I primi notavano giustamente come molti
particolari della tavoletta in questione avessero stringenti affinità
per tipologia e stile con dei dettagli di altre opere di Antonello.
Ma purtroppo già dal 10 Luglio, giorno
successivo alla vendita del quadro, la scheda è stata eliminata e quindi
non è più consultabile, per questo ritengo giusto spiegare a questo
punto le ragioni per cui io credo che l’opera (foto 01) vada assegnata
ad Antonello da Messina.
Prima di questo però tengo a specificare
per correttezza che le mie ipotesi potranno essere completamente
accettate solo quando verranno effettuate delle analisi della
pellicola pittorica e del legno della tavola volte a verificare o meno
la presenza di disegni sottostanti e soprattutto ad accertare la
datazione del dipinto. Solo se la tavola risulterà veramente
quattrocentesca ,escludendo così che si tratti di un falso, allora
potrà considerarsi valida l’attribuzione ad Antonello e la conseguente
analisi sui rapporti fra il Messinese, Petrus Christus e Enguerrand
Quarton che propongo nell’altro mio saggio.
Detto questo, ora si può procedere con
l’analisi:
Innanzitutto ritengo che la prima opera
di Antonello rapportabile alla tavoletta in oggetto sia la Madonna
Salting (foto 02) conservata alla National Gallery di Londra, non a
caso l’opera ritenuta finora più quartoniana del pittore messinese.
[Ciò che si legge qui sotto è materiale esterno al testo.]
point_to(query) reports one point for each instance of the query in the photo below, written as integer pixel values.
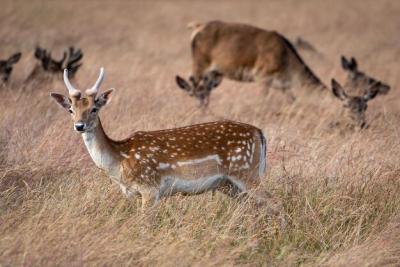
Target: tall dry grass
(340, 188)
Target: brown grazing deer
(71, 60)
(356, 106)
(6, 66)
(225, 155)
(243, 53)
(359, 81)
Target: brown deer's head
(6, 67)
(200, 89)
(70, 60)
(358, 79)
(84, 109)
(355, 105)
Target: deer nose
(79, 126)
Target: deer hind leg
(149, 198)
(232, 187)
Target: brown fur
(246, 53)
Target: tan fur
(191, 160)
(246, 53)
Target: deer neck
(102, 151)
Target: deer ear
(14, 59)
(214, 81)
(354, 64)
(182, 83)
(104, 98)
(350, 65)
(345, 63)
(338, 90)
(62, 100)
(372, 91)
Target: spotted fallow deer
(243, 53)
(355, 105)
(225, 155)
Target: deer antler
(72, 91)
(70, 60)
(73, 64)
(93, 91)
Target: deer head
(84, 109)
(6, 66)
(201, 89)
(355, 105)
(70, 60)
(357, 78)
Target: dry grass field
(340, 188)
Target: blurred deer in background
(355, 106)
(225, 156)
(359, 81)
(243, 53)
(6, 67)
(48, 65)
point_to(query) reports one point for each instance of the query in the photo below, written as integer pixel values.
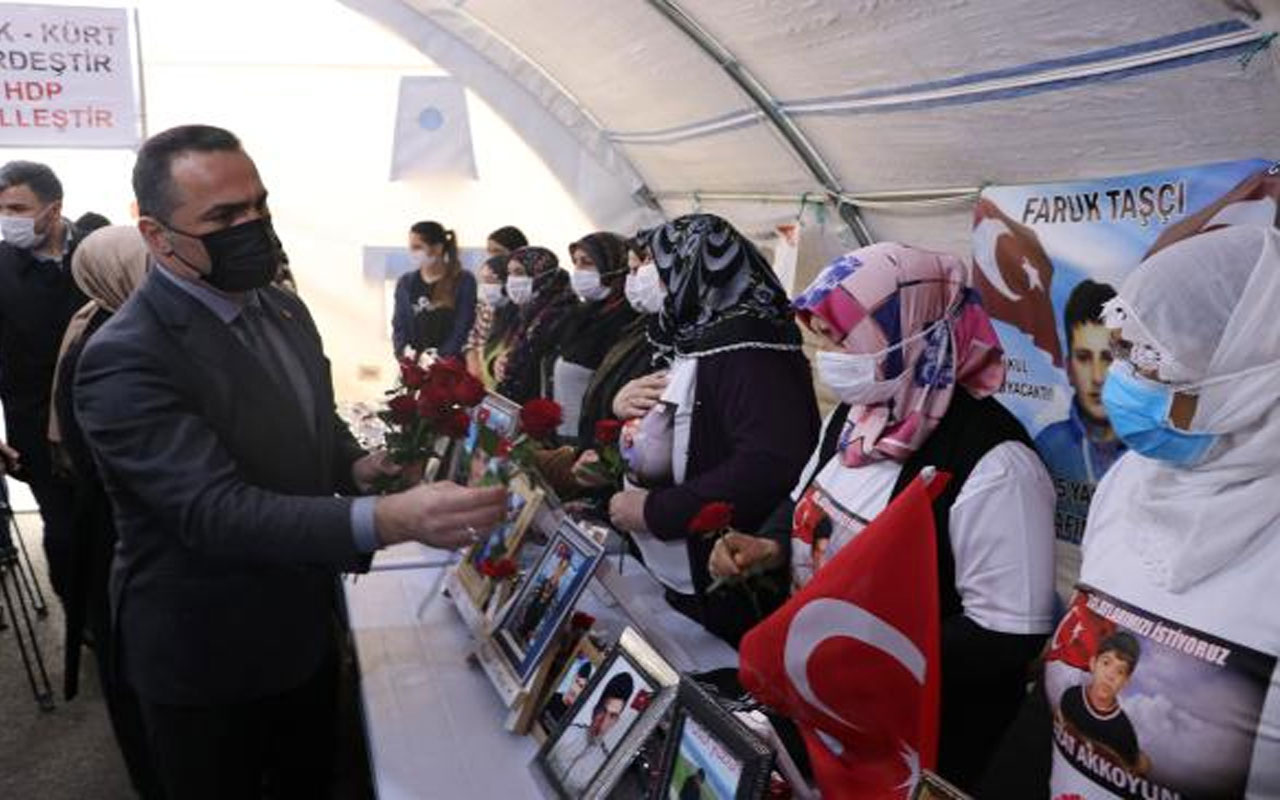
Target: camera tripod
(22, 598)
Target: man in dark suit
(209, 407)
(37, 298)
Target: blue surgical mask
(1138, 410)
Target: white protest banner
(67, 77)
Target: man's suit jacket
(231, 535)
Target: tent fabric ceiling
(890, 94)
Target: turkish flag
(1013, 274)
(853, 657)
(1079, 634)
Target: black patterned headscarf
(721, 293)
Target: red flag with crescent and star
(854, 657)
(1013, 274)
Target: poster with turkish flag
(1045, 259)
(853, 658)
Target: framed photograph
(711, 755)
(566, 686)
(612, 717)
(493, 420)
(502, 542)
(544, 599)
(932, 787)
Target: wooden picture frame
(603, 731)
(531, 621)
(711, 753)
(493, 420)
(502, 540)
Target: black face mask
(241, 257)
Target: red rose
(403, 407)
(469, 392)
(412, 375)
(607, 432)
(446, 373)
(540, 417)
(497, 570)
(712, 517)
(433, 402)
(456, 424)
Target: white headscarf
(1205, 311)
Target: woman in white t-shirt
(914, 359)
(1182, 552)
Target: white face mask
(588, 284)
(645, 291)
(21, 232)
(520, 288)
(490, 295)
(851, 376)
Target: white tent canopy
(900, 109)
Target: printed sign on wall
(67, 77)
(1046, 257)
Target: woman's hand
(626, 510)
(588, 471)
(639, 396)
(737, 556)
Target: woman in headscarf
(108, 266)
(598, 279)
(631, 357)
(542, 292)
(908, 350)
(501, 243)
(502, 315)
(735, 421)
(1176, 594)
(435, 302)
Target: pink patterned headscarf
(887, 293)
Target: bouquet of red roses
(426, 403)
(539, 419)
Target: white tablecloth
(434, 722)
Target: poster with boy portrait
(545, 598)
(608, 723)
(499, 545)
(711, 755)
(476, 456)
(1144, 707)
(1045, 260)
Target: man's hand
(639, 396)
(442, 515)
(737, 554)
(626, 510)
(366, 471)
(9, 460)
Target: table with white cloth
(433, 720)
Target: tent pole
(769, 106)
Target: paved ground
(68, 753)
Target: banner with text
(67, 77)
(1046, 257)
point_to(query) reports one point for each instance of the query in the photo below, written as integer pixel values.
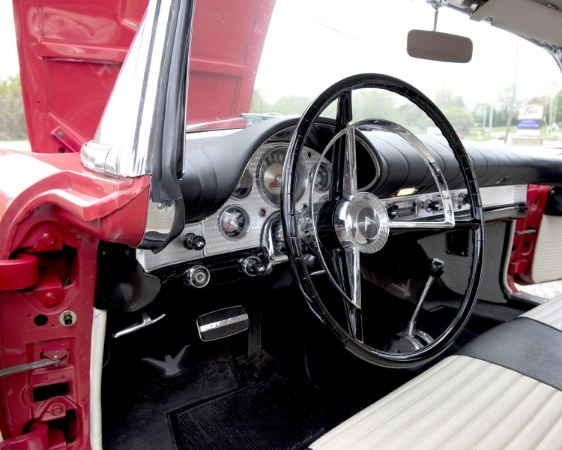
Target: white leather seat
(502, 392)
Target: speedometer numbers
(270, 170)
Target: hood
(71, 52)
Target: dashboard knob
(252, 266)
(194, 242)
(433, 206)
(197, 276)
(392, 211)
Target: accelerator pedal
(222, 323)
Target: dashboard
(245, 233)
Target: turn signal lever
(435, 271)
(412, 339)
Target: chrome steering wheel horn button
(361, 222)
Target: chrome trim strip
(123, 143)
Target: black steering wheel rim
(341, 91)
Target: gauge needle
(275, 182)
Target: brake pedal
(222, 323)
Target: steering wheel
(328, 237)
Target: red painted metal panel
(525, 239)
(71, 53)
(57, 211)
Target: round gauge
(234, 222)
(322, 178)
(270, 170)
(244, 186)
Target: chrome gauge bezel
(244, 187)
(269, 171)
(240, 229)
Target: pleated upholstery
(461, 403)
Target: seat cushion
(478, 398)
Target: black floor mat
(277, 413)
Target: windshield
(507, 92)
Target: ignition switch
(197, 276)
(194, 242)
(252, 266)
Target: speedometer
(270, 170)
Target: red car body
(53, 216)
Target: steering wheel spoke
(354, 221)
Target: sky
(8, 52)
(377, 44)
(290, 51)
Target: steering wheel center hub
(361, 222)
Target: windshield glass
(510, 87)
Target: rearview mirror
(439, 46)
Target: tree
(455, 110)
(558, 107)
(12, 117)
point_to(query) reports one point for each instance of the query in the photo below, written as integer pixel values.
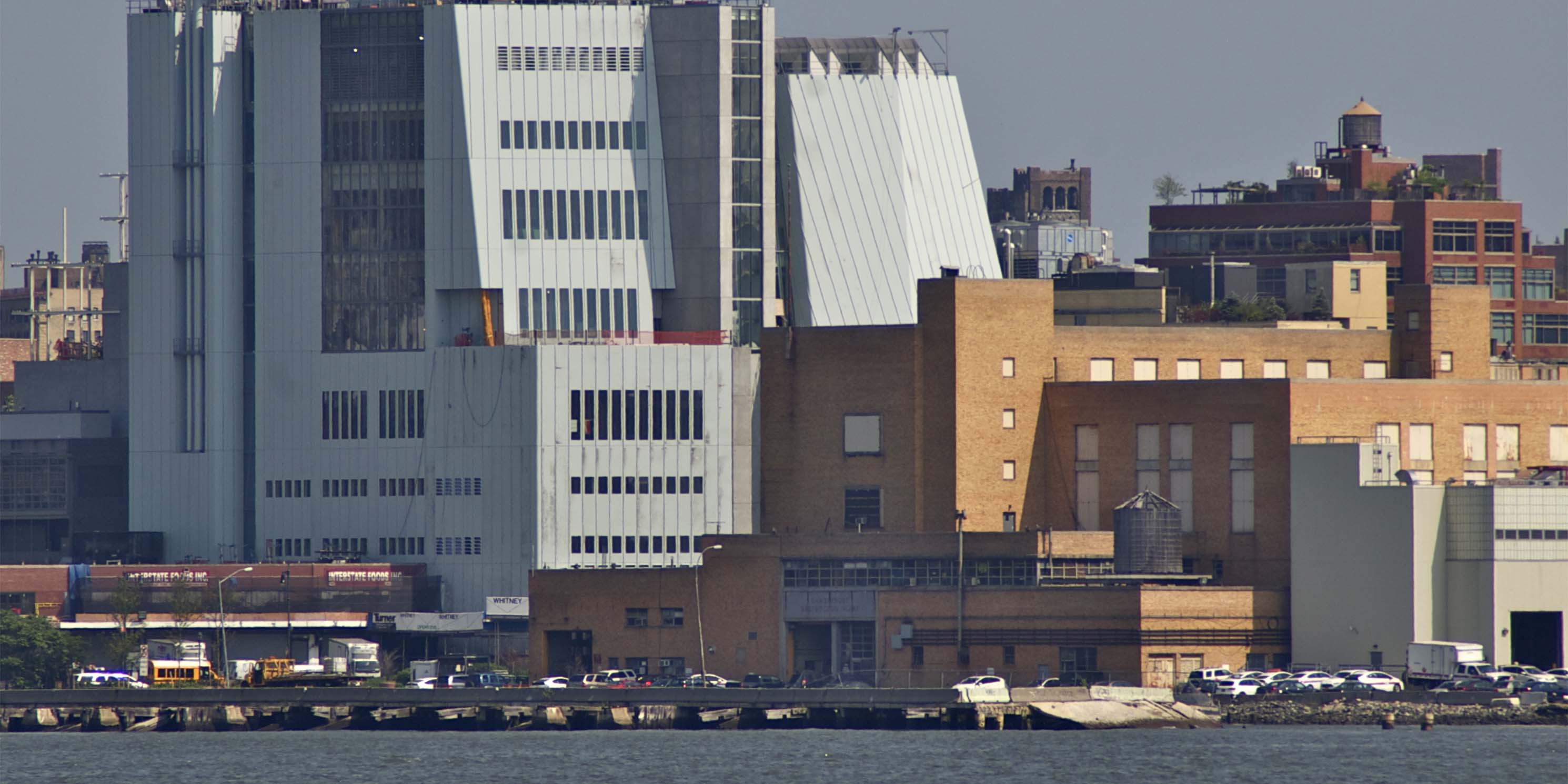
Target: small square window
(863, 433)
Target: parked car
(107, 681)
(1344, 675)
(1352, 687)
(1466, 684)
(1529, 671)
(1380, 681)
(755, 681)
(983, 689)
(1314, 678)
(1238, 686)
(1213, 673)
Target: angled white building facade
(880, 179)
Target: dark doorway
(1537, 639)
(570, 653)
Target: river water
(1234, 755)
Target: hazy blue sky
(1207, 90)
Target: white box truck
(1435, 661)
(355, 658)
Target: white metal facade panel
(885, 194)
(468, 98)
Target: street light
(223, 628)
(697, 588)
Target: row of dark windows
(575, 215)
(346, 415)
(636, 485)
(631, 545)
(637, 415)
(573, 134)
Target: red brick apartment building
(1439, 222)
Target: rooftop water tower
(1148, 535)
(1362, 127)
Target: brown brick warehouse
(1037, 433)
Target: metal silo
(1362, 127)
(1148, 535)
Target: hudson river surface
(780, 756)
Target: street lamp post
(697, 588)
(223, 628)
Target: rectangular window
(863, 507)
(1242, 502)
(1474, 443)
(1507, 443)
(861, 435)
(1500, 236)
(1546, 328)
(1539, 284)
(1501, 283)
(1557, 444)
(1454, 236)
(1503, 327)
(1421, 443)
(1450, 275)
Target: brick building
(885, 610)
(1437, 222)
(990, 408)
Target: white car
(1380, 681)
(1346, 675)
(107, 681)
(983, 689)
(1314, 679)
(1529, 673)
(1238, 686)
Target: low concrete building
(1377, 564)
(899, 610)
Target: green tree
(1167, 189)
(35, 653)
(124, 607)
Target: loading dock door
(1537, 639)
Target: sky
(1205, 90)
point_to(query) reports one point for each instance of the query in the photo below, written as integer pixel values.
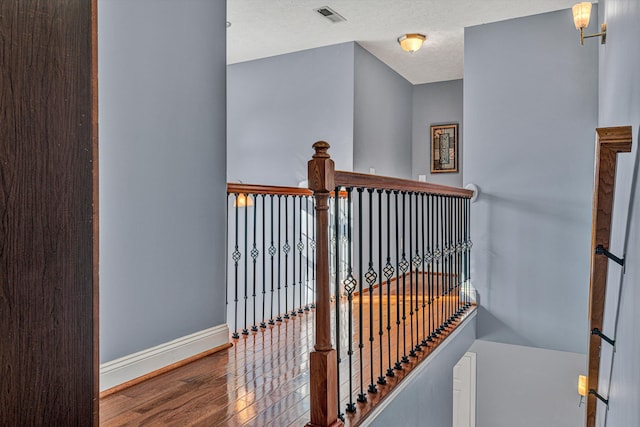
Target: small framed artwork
(444, 148)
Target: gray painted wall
(435, 104)
(279, 106)
(620, 105)
(530, 111)
(527, 387)
(382, 118)
(427, 399)
(162, 171)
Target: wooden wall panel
(47, 143)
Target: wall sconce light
(581, 15)
(411, 42)
(582, 385)
(242, 201)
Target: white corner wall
(527, 387)
(279, 106)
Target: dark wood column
(48, 148)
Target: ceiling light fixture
(581, 16)
(411, 42)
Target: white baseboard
(135, 365)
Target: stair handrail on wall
(610, 142)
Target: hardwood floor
(263, 379)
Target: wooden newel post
(323, 362)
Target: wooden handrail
(267, 189)
(353, 179)
(610, 142)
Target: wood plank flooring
(263, 379)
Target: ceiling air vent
(330, 14)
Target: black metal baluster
(451, 260)
(425, 331)
(459, 256)
(349, 287)
(412, 279)
(429, 259)
(443, 269)
(306, 218)
(272, 252)
(254, 254)
(437, 259)
(417, 259)
(245, 331)
(381, 378)
(286, 248)
(300, 250)
(236, 257)
(264, 264)
(279, 318)
(397, 365)
(293, 259)
(362, 397)
(447, 259)
(461, 252)
(468, 250)
(404, 266)
(371, 277)
(313, 250)
(388, 273)
(226, 275)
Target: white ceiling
(262, 28)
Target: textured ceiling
(262, 28)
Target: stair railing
(610, 142)
(408, 251)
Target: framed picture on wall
(444, 148)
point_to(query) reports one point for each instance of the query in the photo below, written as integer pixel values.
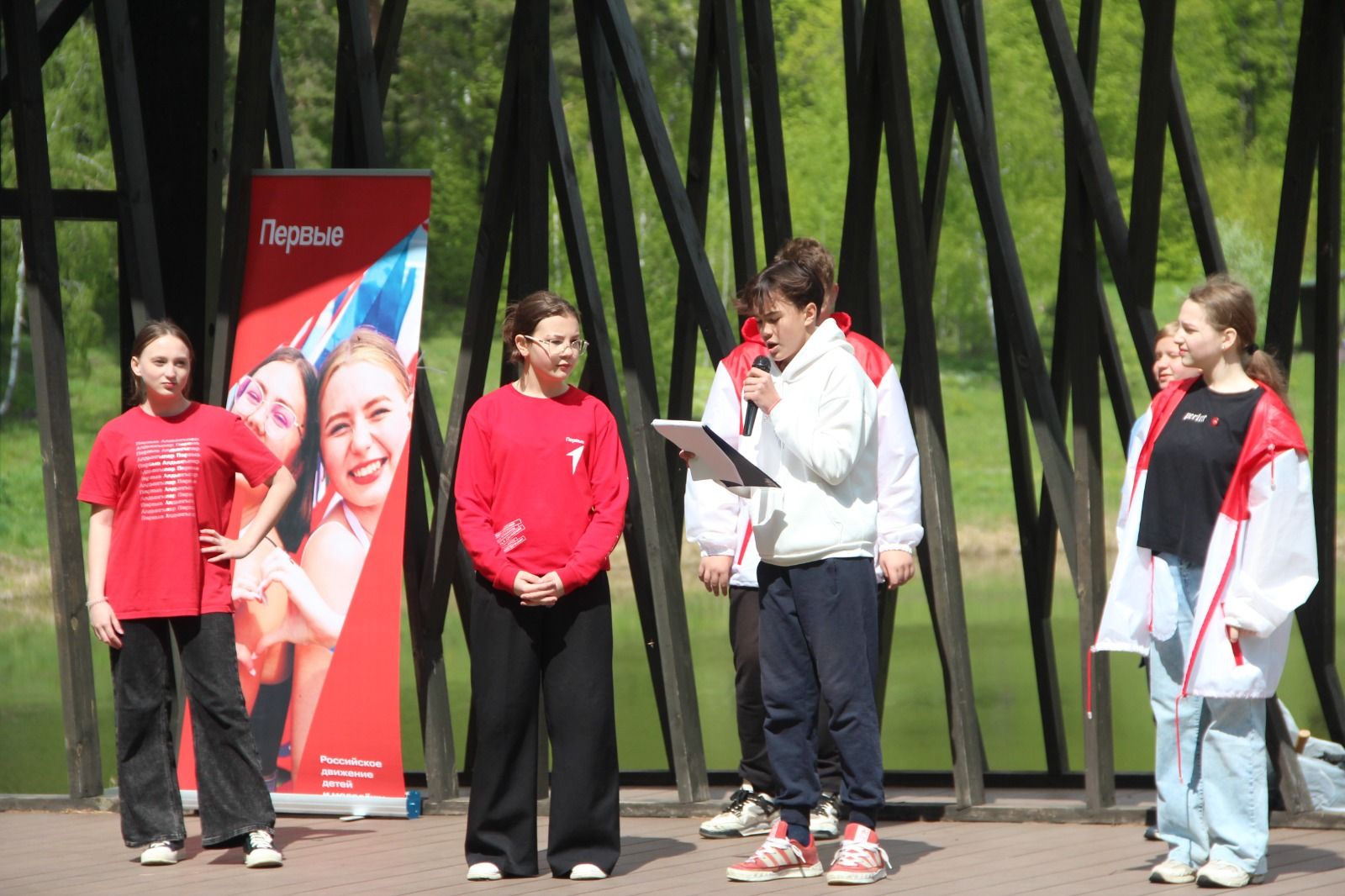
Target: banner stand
(320, 804)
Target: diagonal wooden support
(139, 240)
(54, 19)
(444, 562)
(605, 34)
(42, 289)
(1004, 261)
(256, 40)
(1305, 121)
(629, 66)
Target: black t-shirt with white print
(1190, 467)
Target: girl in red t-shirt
(541, 497)
(161, 481)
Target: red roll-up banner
(323, 372)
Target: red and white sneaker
(860, 858)
(779, 857)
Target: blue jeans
(820, 634)
(233, 794)
(1217, 808)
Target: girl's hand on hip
(221, 548)
(104, 622)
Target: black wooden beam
(1147, 188)
(125, 127)
(736, 139)
(686, 342)
(69, 205)
(629, 66)
(356, 124)
(602, 380)
(1194, 179)
(387, 42)
(446, 562)
(773, 182)
(607, 47)
(279, 134)
(939, 553)
(1317, 618)
(1103, 199)
(256, 40)
(54, 18)
(1295, 197)
(42, 289)
(1002, 256)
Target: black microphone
(762, 362)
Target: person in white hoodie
(717, 522)
(1216, 551)
(815, 535)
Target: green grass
(915, 725)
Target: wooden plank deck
(81, 851)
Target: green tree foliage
(1237, 60)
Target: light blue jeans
(1216, 808)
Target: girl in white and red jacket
(541, 493)
(815, 535)
(1217, 549)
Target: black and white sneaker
(746, 814)
(825, 818)
(260, 851)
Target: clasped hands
(538, 591)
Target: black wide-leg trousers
(567, 651)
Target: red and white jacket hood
(1261, 562)
(717, 519)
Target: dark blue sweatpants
(820, 631)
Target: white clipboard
(715, 458)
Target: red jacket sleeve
(611, 485)
(472, 490)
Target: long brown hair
(522, 318)
(1230, 306)
(156, 329)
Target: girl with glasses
(279, 403)
(541, 497)
(161, 479)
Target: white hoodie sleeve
(831, 437)
(712, 510)
(1138, 434)
(899, 468)
(1278, 564)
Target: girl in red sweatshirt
(541, 497)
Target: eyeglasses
(251, 396)
(556, 345)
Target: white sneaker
(587, 871)
(825, 818)
(163, 851)
(484, 871)
(1226, 875)
(746, 814)
(260, 851)
(860, 860)
(1172, 872)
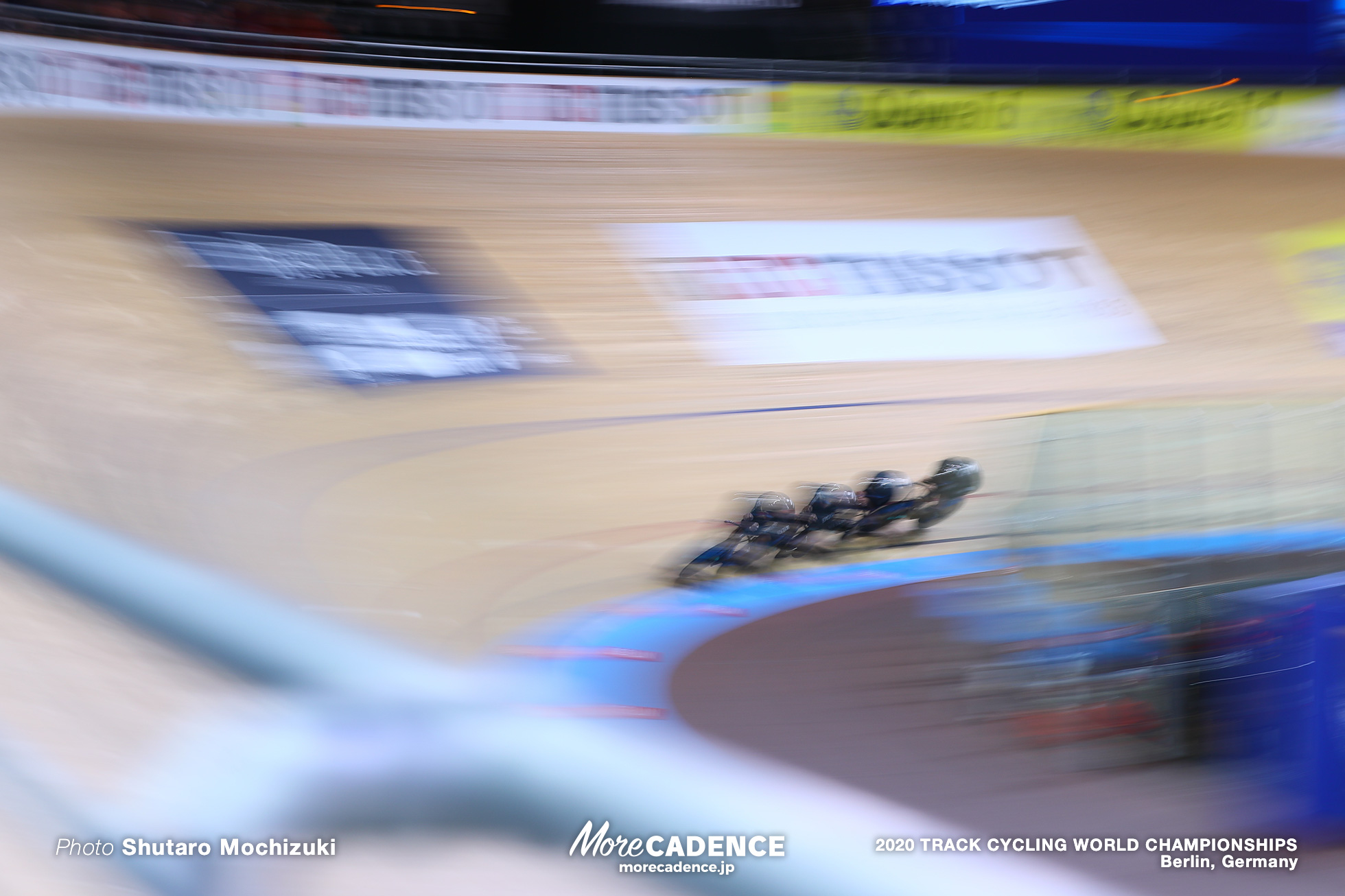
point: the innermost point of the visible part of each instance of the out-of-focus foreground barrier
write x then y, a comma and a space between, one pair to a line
365, 736
56, 75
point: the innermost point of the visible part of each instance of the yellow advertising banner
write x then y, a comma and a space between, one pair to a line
1311, 260
1227, 119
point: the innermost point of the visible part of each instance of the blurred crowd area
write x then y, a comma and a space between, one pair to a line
753, 29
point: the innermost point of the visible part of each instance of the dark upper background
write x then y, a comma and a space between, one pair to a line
1059, 33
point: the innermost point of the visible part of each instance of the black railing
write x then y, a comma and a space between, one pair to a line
26, 19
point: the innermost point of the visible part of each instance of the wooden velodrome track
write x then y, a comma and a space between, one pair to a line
419, 508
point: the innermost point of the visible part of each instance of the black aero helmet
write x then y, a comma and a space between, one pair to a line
957, 477
773, 502
830, 498
887, 486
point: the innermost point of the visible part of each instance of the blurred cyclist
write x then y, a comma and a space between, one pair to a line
950, 483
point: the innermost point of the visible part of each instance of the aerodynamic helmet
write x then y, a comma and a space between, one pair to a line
830, 498
884, 487
773, 502
957, 477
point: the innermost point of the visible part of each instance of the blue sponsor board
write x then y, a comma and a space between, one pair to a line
365, 306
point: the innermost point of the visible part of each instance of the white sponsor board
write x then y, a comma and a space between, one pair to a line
773, 292
91, 78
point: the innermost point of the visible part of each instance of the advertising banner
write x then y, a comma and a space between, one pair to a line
73, 77
1311, 260
366, 309
773, 292
1127, 117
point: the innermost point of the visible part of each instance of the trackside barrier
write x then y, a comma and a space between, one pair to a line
1280, 708
71, 77
373, 738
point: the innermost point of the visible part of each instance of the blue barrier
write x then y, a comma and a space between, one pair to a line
1280, 709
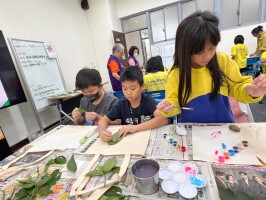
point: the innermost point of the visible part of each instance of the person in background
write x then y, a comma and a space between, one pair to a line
203, 79
239, 53
136, 110
263, 62
133, 53
261, 41
95, 102
115, 67
155, 77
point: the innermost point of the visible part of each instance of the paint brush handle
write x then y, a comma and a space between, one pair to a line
183, 108
101, 127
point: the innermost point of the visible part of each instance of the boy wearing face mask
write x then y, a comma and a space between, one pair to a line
133, 53
95, 101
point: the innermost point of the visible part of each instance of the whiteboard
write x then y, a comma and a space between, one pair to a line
166, 50
42, 75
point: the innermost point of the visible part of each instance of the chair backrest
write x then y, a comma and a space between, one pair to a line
158, 94
253, 60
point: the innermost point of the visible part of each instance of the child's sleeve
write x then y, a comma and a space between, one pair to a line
115, 112
233, 51
171, 92
113, 66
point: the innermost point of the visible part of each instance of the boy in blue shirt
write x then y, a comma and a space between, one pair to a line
136, 110
95, 101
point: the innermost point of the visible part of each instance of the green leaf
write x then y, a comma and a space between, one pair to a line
28, 180
44, 180
45, 191
113, 193
95, 173
71, 165
28, 185
21, 193
83, 140
116, 169
109, 164
116, 139
82, 110
60, 160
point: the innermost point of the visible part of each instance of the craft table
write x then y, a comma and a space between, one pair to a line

Si
confrontino a tal proposito i volti delle due Vergini e si veda la
sostanziale analogia di impostazione e l’identicità dei tratti
fisionomici ad eccezione della bocca. Quest’ultima infatti, in realtà
assai diversa da quella della suddetta Madonna, torna però identica
nella Vergine del trittico smembrato ora agli Uffizi di Firenze (foto
03), con la quale l’esemplare berlinese condivide del resto l’intera
tipologia fisionomica.
Per quanto riguarda le differenza che si
può riscontrare fra la Vergine Salting e la tavoletta in oggetto,
questa sta nella totale sobrietà dell’abbigliamento dell’opera ex
berlinese che contrasta nettamente con la sontuosità del broccato e dei
gioielli presenti invece nell’abito dell’opera londinese. Questo
sostanziale divario, lungi dal minare la contemporaneità di esecuzione
delle due opere è spiegabile con la probabile diversità della
committenza. Infatti, mentre la Madonna Salting doveva essere
probabilmente il gonfalone di una ricca confraternita religiosa, (forse
quello destinato per la confraternita di S. Michele dei Gerbini di
Reggio Calabria, commissionato nel 1457) la Madonna in esame era
l’oggetto di devozione privata di un umile frate francescano votato
alla pauperitas. Tale povertà di ornamenti doveva dunque essere
esplicitamente richiesta nell’esecuzione del quadretto, che non poteva
presentare per questo motivo i caratteri lussuosi e mondani della
Madonna londinese atti a simboleggiare lo status economico della
confraternita.
Inoltre la differenza cromatica fra
l’opera in esame e le opere autografe di Antonello è probabilmente
amputabile allo stato in cui la prima versa. Infatti la tavoletta
sembrerebbe assai sporca e per questo è già stato deciso il suo
restauro.
Concentrandosi ancora sull’osservazione
del Bambino, questo sembra essere la parte più debole del dipinto, a
causa della presenza della vistosa sproporzione fra le gambe e il
busto del soggetto. Ciò non toglie che esso, seppure più magro, sia
assai vicino al Bambino del Polittico di San Gregorio conservato
a Messina (foto 04), anche se il confronto deve essere visto tenendo
conto della distanza di datazione che deve intercorrere fra le due
opere. Infatti il Polittico di San Gregorio è datato al
1473 ,mentre l’opera in questione non dovrebbe superare gli anni
Cinquanta del Quattrocento.
Inoltre, come già rilevato dai critici
dell’arte nella scheda dell’asta Christie’s, le mani della Madonna
ricordano quelle dei dolenti della Crocifissione di Bucarest
(foto 05), opera essa stessa assai giovanile, mentre le aureole dipinte
con effetto di oro decorato si trovano assai simili nella
“Annunciazione” di Siracusa (foto 06) e il parapetto in primo piano si
trova negli “Ecce Homo” autografi e in alcuni ritratti.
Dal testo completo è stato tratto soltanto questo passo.